We suggest that patent pools for diagnostic genetics should include only essential, valid patents selected by an expert committee to cover complementary but not substitutive technologies. The pool members should issue nonexclusive licenses to the pooled patents at reasonable nondiscriminatory royalties and allow pool members to offer licenses to one or more of their own pooled patents outside of the pool structure.
Grantback provisions, if any, should obligate licensees of the pool to grant back only essential patents on a nonexclusive basis at a fair and reasonable price. In this way the pools can be structured to promote the dissemination of the diagnostic technologies without restricting innovation.
One obstacle to forming any patent pool will always be finding incentives for the critical patent holders to provide their patents to the patent pool instead of going it alone.
The biggest incentive for the holders of essential patents, especially blocking ones, to join with other essential patent holders will occur once consensus-setting bodies like ACMG greatly expand the diseases for which they make recommendations and set standards.
If a well-established and respected entity such as ACMG deems it important enough to issue a consensus statement regarding a handful of mutations necessary to adequately predict a disease or condition, then the relevant patent holders will recognize how crucial it is that all of these mutations be tested simultaneously, and offer assistance by agreeing to participate in a patent pool.
Going at it alone will become the disfavored mode of doing business. Other incentives include a fair distribution of income generated from the pool and the ability for members to operate freely among the pooled patents.
Several commentators have raised potential problems with forming patent pools, particularly in the broad field of genomics. They have suggested that the genomics industry is too disperse, does not have common goals, advances too quickly making it difficult to identify the essential patents for a patent pool, and if there are a large number of required patentees, the pool may run afoul of antitrust laws.
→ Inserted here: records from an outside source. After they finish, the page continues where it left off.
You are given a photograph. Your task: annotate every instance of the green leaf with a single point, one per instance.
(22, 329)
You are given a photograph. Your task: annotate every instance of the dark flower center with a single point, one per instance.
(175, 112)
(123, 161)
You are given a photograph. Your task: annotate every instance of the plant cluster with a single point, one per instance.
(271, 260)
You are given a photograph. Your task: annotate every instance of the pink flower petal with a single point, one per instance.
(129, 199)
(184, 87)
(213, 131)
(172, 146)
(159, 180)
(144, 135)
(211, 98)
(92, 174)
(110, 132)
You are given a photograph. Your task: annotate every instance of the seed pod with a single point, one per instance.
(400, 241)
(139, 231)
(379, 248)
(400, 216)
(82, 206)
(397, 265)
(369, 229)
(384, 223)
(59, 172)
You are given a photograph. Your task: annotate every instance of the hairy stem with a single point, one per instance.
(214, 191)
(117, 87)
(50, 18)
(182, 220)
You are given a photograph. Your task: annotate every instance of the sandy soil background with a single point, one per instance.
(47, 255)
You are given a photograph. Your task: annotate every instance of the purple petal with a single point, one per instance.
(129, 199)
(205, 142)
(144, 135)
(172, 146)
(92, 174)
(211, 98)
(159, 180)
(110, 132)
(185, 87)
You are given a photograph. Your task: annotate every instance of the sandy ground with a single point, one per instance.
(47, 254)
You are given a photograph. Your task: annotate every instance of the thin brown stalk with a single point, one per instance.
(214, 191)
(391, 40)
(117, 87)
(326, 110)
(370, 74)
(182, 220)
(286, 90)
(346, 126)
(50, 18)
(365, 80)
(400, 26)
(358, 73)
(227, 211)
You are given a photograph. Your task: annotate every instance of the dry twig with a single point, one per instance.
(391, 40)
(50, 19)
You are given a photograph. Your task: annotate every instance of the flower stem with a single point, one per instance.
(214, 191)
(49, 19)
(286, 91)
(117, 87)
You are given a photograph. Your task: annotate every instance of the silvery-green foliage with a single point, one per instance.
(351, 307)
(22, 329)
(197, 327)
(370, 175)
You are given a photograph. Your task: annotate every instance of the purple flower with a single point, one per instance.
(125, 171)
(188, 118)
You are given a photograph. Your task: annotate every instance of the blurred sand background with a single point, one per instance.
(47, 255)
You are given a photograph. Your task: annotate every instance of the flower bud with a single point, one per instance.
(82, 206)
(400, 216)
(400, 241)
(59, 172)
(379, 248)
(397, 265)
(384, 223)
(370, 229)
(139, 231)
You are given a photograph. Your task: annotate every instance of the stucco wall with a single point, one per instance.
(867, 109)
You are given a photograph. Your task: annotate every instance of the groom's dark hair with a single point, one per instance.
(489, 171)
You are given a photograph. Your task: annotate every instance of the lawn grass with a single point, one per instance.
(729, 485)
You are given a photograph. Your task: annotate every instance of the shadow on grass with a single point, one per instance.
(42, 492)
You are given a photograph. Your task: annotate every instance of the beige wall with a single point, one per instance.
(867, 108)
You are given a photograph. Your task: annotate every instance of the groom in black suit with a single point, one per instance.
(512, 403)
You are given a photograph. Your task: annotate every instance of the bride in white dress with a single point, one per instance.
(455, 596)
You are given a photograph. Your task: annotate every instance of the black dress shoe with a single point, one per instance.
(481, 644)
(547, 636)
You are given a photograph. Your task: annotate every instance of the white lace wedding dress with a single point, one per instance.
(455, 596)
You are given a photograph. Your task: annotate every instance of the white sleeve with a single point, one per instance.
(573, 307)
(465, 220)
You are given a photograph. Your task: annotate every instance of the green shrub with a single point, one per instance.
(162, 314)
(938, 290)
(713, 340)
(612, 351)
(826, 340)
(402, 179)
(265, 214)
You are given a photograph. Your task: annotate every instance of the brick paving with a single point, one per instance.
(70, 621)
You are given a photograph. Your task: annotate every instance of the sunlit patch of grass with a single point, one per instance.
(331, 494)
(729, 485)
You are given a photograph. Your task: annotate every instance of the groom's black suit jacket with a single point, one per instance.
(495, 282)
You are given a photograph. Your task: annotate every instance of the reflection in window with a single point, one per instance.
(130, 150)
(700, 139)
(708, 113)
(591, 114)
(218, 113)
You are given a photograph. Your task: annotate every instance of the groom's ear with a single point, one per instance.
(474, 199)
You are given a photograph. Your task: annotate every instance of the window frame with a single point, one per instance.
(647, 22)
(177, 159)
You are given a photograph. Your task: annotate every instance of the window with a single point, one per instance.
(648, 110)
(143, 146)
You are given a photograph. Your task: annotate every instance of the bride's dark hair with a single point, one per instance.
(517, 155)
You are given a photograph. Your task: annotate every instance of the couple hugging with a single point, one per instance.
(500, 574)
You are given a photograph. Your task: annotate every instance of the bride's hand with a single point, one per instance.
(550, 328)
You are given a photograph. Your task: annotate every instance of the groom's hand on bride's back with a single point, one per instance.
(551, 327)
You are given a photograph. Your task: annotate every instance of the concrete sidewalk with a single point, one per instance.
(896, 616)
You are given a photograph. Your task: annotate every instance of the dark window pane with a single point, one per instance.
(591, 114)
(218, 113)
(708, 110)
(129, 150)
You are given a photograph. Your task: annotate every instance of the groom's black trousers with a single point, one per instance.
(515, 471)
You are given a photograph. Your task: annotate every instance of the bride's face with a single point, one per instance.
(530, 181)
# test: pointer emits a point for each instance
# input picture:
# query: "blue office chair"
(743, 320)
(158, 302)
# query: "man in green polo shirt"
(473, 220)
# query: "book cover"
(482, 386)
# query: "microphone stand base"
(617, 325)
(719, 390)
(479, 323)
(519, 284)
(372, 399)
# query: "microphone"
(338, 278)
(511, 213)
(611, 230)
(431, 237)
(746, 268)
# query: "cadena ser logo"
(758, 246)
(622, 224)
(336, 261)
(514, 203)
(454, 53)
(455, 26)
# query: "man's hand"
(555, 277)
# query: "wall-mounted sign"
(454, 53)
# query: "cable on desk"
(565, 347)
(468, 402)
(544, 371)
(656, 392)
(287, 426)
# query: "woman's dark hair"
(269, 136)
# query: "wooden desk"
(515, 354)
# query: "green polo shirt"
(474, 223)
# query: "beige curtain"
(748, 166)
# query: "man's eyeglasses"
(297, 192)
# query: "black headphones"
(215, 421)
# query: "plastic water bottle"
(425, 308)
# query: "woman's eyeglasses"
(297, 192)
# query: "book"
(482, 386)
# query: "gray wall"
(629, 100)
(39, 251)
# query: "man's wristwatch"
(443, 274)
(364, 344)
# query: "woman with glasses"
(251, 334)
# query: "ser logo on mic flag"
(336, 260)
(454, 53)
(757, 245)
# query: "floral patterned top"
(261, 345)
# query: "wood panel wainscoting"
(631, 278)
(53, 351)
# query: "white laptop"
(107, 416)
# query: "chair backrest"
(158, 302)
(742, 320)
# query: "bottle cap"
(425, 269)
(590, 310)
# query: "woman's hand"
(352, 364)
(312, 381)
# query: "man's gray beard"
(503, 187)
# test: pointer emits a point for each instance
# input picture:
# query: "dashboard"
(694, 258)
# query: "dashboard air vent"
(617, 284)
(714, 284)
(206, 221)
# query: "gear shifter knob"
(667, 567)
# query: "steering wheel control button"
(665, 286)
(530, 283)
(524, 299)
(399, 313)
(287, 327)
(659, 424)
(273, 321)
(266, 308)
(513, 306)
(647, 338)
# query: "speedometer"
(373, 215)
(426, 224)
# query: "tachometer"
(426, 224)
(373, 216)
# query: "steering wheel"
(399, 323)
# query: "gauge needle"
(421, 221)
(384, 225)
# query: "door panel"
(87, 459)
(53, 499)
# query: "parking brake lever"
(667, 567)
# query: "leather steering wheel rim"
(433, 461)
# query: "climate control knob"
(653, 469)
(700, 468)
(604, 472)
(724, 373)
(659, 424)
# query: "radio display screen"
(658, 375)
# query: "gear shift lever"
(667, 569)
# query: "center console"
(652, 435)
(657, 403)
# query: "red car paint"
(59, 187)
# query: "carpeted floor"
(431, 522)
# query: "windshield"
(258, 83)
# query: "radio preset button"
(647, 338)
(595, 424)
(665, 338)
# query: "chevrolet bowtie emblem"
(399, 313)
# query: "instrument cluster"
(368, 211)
While application of a patent pool to all of genomics would be difficult, if not impossible, if a patent pool is limited to diagnostic genetics for a given disease, it could circumvent several, if not all, of these potential problems.
First, the diagnostic genetics industry is not as diverse as the overall genomics industry. The genomics industry works with and patents at least three kinds of genes, i.e., those encoding therapeutic proteins, sequences with diagnostic information, or receptors useful in high throughput screening for drug discovery.
In contrast, the field of diagnostic genetics is commercially more focused and, when further limited to individual diseases such as breast cancer or CF, and to diseases that have a consensus statement on standard mutations, is ideal for a patent pool.
Unlike the varied genomics industry, the players in the market for disease-specific diagnostic geneticsregardless of whether or not they are a commercial enterprise or a nonprofit entityhave a clear common goal: to provide accurate tests and analytic devices so as to minimize false negative or false positive results for a given disease.
Furthermore, achieving a resolution of the alleged difficulty of identifying essential patents and the large number of predicted patentees that would be part of the pool would be aided by the presence of an expert committee and the selection of only essential patents, respectively.
We suggest that a patent pool created specifically with essential patents narrowly covering only the genetic diagnosis of a single polymutational disease and crafted with care so as to avoid anticompetitive effects, may well resolve potential roadblocks to the widespread use of the new genetic testing technologies.
As a result, the financial and social value of patent pools should become apparent to the diagnostic industry as their genetic testing technologies are made more broadly available.